We were two days in to middle school camp and I had a middle school girl who refused to shower. We’d hiked up the mountain, played various outdoor games, slept in un-insulated cabins, but she wouldn’t budge. She did not want to shower.
We all remember middle school. Those awkward days of not knowing your own body well enough to predict its needs or sometimes even its movements. Body odor is a fairly new concept.
I sat next to her in front of our main lodge during some free time. We were quiet for a moment. I’d never read the section of the manual that explained how to convince a 12-year-old girl to shower.
I tried reasoning with her. Making up rules.
“We have to shower. It’s a rule at camp,” I said. I tried good counselor. Tough counselor. Nothing seemed effective.
She nodded mildly but I could tell she wasn’t convinced. She was still wearing the same blue sweatshirt she had worn when she got off the bus three days ago.

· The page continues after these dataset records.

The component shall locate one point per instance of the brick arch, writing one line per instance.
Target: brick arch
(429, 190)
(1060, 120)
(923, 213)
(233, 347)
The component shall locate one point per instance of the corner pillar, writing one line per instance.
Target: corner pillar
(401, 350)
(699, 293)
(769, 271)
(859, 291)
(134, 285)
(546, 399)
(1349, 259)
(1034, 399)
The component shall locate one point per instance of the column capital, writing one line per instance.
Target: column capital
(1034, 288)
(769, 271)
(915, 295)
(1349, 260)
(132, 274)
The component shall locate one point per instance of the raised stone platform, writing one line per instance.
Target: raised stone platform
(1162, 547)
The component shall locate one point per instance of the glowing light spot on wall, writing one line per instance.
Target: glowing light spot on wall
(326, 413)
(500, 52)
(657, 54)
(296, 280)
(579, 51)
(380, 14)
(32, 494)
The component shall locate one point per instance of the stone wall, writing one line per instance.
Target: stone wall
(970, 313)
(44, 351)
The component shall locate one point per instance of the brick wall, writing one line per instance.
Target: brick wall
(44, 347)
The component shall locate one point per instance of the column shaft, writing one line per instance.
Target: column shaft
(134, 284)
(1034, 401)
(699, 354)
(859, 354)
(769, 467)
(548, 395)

Then I started telling them stories before bed. As we lay there in the darkness of our cabin at 10 p.m. each night, listening to the wind in the pines outside or the chatter of insects, I made up stories about princesses and coconut cake and talking parrots. The room would quiet of nervous whispers and the sound of sleeping bags turning and turning again. Eventually their breathing evened and they slept.
And one day, she showered.
Camp is about a lot of things, like learning how to fish or making a popsicle stick boat. It’s about exploring the natural world and what’s in your own head. But camp is also about growing. It’s about not showering because you’re convinced you can still smell your mom on your sweatshirt. It’s about listening to stories in bed at night until you fall dead asleep from running, singing, and laughing all day long.
Camp changes people, often in ways they don’t realize or intend. It provides experiences and opportunities no other human environment can. It allows us to grow in ways we didn’t realize we needed to grow.
Even if that’s just being able to shower three days in.